If you think about your organization’s IT self-service capabilities, it probably introduced them to improve employee experiences, speed up resolutions and provisioning, and save costs. Of course, your IT self-service portal might be a resounding success, but uptake might have been slow, with sufficient traffic eventually to make it worthwhile. However, this is the IT view of success based on clicks and potentially low levels of employee feedback (from the employees that use it). 

The data in the chart below shows that while the portal is now the most adopted channel for HappySignals customers, it offers the lowest level of employee Happiness and causes a significantly higher employee-perceived level of lost time and productivity relative to the traditional telephone channel. Hence, while IT might save time and costs through self-service use, employees are losing more time than IT saves. Employee perceptions of IT are also degraded as a consequence. It’s likely that traditional SLA metrics wouldn’t show this crucial insight. 

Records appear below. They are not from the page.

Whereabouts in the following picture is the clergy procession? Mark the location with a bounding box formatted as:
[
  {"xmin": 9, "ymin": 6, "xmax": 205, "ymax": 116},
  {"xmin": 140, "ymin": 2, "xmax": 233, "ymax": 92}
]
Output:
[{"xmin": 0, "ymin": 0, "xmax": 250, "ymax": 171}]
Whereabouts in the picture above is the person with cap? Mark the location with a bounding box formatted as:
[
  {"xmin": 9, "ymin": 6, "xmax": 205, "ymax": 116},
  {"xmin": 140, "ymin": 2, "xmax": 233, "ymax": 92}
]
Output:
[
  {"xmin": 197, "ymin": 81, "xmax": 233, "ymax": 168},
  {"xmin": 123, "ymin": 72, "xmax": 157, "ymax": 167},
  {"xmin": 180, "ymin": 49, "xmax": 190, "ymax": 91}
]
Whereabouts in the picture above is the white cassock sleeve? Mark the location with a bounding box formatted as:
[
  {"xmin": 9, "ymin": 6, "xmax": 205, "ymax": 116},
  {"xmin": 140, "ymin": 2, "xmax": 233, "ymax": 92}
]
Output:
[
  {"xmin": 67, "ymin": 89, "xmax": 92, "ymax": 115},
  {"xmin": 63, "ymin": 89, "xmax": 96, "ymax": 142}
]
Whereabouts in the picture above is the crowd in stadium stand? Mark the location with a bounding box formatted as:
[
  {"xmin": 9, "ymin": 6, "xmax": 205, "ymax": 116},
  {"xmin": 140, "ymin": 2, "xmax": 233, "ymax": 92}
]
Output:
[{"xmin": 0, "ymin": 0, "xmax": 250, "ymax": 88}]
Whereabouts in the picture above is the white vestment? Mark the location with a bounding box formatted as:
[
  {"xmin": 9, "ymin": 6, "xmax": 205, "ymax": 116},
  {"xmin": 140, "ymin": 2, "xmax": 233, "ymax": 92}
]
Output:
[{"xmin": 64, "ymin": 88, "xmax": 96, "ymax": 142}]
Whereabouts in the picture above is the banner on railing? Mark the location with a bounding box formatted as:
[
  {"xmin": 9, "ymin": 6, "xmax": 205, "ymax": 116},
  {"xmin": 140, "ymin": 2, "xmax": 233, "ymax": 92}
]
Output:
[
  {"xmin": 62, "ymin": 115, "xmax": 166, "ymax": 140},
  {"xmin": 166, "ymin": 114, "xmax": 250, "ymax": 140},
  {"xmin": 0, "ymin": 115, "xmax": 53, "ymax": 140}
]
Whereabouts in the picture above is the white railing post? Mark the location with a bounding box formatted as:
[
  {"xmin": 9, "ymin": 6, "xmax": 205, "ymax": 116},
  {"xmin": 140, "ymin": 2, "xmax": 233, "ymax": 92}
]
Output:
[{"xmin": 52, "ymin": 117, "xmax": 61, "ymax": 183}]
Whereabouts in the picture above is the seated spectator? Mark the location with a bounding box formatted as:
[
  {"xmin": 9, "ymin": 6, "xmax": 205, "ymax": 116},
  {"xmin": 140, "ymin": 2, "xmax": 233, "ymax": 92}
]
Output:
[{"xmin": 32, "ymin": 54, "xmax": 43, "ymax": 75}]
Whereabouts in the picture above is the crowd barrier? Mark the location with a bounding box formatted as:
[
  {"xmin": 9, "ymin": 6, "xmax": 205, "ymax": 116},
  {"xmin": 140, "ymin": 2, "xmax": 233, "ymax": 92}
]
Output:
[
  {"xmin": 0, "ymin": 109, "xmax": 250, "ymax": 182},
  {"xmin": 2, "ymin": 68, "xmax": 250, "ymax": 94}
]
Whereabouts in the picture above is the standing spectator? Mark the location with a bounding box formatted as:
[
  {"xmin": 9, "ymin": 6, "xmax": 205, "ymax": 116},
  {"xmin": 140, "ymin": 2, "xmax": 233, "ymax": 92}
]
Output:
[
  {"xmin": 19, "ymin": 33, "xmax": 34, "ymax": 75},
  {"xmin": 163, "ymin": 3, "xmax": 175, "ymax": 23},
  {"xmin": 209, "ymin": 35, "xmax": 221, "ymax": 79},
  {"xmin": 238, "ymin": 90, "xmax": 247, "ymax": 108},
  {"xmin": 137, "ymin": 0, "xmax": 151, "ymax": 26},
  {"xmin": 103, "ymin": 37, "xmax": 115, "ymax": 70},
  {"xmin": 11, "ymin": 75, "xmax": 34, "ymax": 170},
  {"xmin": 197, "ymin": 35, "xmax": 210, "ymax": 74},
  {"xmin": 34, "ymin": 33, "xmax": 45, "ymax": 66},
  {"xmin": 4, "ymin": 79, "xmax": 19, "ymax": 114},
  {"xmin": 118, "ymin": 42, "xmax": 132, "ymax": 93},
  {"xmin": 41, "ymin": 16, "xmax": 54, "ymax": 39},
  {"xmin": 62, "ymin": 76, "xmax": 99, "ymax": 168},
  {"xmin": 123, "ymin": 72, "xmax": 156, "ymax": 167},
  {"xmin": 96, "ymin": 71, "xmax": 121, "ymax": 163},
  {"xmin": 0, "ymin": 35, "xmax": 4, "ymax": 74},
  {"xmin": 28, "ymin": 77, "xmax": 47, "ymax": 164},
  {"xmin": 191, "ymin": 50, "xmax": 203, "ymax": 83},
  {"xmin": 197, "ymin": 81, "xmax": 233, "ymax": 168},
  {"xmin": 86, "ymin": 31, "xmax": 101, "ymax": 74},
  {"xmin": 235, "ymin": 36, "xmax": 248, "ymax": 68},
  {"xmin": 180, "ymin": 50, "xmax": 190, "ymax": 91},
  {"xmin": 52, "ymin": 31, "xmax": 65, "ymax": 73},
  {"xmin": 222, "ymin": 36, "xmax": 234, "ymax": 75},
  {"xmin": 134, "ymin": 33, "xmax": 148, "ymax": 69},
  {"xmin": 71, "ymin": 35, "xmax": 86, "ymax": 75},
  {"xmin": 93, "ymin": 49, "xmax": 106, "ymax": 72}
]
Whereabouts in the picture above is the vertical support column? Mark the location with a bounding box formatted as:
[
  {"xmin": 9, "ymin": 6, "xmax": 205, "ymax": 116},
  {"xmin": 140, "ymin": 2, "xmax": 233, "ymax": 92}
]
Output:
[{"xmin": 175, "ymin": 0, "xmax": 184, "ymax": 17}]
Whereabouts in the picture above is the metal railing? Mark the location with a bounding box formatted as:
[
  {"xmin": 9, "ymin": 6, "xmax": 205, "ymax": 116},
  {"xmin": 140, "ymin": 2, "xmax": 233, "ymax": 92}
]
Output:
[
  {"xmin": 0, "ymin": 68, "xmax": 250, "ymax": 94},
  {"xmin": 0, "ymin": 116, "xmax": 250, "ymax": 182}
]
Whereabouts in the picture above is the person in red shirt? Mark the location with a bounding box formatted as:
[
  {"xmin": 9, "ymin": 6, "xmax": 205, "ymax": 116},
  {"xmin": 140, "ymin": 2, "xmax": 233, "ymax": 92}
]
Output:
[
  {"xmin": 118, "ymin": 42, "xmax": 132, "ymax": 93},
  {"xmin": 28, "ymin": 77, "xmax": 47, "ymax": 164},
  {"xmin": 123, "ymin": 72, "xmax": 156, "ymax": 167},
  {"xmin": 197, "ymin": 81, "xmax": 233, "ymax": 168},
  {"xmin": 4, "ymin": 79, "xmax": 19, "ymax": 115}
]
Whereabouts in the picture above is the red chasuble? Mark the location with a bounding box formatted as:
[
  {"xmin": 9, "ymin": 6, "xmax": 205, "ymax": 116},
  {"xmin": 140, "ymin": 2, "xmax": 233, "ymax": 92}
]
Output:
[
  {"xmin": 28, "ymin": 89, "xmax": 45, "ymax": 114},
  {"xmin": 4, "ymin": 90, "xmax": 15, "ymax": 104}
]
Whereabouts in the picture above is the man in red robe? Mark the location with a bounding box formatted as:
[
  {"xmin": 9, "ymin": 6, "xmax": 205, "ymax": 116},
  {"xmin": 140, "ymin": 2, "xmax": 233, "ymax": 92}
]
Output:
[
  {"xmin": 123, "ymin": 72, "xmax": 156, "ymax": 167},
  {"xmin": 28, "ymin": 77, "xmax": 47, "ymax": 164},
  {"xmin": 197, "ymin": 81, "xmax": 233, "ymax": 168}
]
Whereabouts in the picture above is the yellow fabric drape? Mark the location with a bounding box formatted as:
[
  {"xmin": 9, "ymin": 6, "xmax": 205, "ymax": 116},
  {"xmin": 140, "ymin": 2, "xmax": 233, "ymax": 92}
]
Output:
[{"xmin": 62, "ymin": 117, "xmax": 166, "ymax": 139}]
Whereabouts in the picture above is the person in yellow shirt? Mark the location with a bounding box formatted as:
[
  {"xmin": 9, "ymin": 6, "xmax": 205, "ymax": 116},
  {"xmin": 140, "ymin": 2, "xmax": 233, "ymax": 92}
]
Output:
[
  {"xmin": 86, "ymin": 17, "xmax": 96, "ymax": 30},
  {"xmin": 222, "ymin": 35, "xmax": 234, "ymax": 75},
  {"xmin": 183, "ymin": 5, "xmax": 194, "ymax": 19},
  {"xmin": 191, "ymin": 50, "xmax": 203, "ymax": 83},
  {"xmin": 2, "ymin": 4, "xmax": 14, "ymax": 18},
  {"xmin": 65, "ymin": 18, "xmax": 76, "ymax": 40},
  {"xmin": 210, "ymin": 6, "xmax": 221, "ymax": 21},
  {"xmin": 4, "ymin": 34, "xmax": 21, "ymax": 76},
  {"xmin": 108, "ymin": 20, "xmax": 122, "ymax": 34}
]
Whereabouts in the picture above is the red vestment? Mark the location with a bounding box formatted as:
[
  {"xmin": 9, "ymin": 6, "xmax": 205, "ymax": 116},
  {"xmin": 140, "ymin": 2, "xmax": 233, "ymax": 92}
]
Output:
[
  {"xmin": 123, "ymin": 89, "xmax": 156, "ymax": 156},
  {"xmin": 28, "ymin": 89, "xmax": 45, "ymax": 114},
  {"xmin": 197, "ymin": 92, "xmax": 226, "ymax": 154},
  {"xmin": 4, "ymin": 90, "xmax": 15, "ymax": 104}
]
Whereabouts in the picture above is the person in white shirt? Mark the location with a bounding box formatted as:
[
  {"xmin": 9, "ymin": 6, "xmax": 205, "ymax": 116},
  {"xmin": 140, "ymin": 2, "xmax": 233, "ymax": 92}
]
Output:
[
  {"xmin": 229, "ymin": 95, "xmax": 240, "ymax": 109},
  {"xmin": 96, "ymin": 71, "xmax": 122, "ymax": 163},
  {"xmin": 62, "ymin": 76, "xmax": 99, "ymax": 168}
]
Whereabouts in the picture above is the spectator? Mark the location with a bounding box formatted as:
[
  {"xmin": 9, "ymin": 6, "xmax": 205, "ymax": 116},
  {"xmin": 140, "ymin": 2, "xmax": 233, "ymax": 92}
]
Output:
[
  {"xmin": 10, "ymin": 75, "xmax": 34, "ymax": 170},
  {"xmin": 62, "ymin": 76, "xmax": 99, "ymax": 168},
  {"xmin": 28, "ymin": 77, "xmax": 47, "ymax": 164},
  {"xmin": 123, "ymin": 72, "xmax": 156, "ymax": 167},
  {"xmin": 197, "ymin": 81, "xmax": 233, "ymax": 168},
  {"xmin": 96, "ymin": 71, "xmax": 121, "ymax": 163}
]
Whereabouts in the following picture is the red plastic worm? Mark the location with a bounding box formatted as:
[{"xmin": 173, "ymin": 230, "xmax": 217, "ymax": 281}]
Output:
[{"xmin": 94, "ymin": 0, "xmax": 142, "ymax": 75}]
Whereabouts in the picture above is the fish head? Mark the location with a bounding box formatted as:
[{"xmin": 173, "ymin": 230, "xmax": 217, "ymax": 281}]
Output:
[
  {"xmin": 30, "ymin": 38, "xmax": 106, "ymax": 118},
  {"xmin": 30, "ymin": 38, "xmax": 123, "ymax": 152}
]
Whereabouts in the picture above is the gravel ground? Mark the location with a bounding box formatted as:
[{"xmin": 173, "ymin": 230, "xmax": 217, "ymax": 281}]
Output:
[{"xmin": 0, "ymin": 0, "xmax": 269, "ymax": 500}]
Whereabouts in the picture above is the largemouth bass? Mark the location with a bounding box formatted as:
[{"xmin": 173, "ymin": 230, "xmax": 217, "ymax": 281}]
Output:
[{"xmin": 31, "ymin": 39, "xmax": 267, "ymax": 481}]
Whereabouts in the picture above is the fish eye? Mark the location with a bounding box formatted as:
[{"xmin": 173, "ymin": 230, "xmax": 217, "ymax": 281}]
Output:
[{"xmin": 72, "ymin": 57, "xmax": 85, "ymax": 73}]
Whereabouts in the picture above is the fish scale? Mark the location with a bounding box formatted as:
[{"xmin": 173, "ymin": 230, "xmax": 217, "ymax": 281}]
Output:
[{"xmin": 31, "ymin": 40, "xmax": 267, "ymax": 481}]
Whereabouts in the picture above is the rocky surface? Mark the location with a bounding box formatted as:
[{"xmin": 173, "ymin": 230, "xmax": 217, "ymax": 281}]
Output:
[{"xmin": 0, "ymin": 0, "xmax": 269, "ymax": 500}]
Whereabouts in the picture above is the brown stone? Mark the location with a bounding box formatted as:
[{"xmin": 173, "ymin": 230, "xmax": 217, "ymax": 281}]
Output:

Also, please remember that the HappySignals customers that form this insight are at different points in their journeys to improve employee experiences, meaning that the averages don’t represent all organizations, and they are likely better than for any organizations without a focus on employee experience improvement. 

Don’t let XLA creation slow down your experience improvements 

Hopefully, the above has confirmed the need for XLAs and the data and insight experience management brings. If so, you’re standing alongside the circa 80% of ITSM professionals who state their organizations already understand the need for experience management. But this interest or ambition needs to be transformed into actions that start to improve employee experiences (and business operations and outcomes as a result). 

For some organizations, this is where the barriers to XLA adoption start to appear. Whether related to available resources, senior management buy-in, costs, customer/employee beliefs and buy-in, something else, or a variety of these, it’s easy for organizations to find reasons not to augment their existing SLAs with XLAs. 

If this is the case for your organization, consider what’s most important, the quickest to do, and most beneficial. It’s similar to the product management concept of “minimum viable product.” In our experience, this is usually getting access to the employee experience data and insights that can drive customer conversations and service and support improvements.  

So, while XLA agreement creation might be the logical place to start, a more practical approach is to begin collecting experience data as soon as possible – to identify issues and drive improvements, and prove the value of experience management before providing input to higher-level experience conversations and agreements.  

But what should your organization measure (in XLA terms)?  

Again, customer conversations might be the logical place to start, but this assumes that they know what they want (or need) IT to measure. An alternative is to take a “wisdom of the crowd” approach, i.e. what other organizations use and find beneficial. While a “one size fits all” approach is often frowned upon in ITSM, this hasn’t been the case with employee experience management. As shown in the earlier chart, Happiness (a Net Promoter Score (NPS)-based feedback measure) and employee-perceived lost time are the two key XLAs employed by our customers to significantly improve their delivered experiences, IT and business operations and outcomes, and the business perceptions of IT. It’s the quick start to employee experience management that your IT organization needs.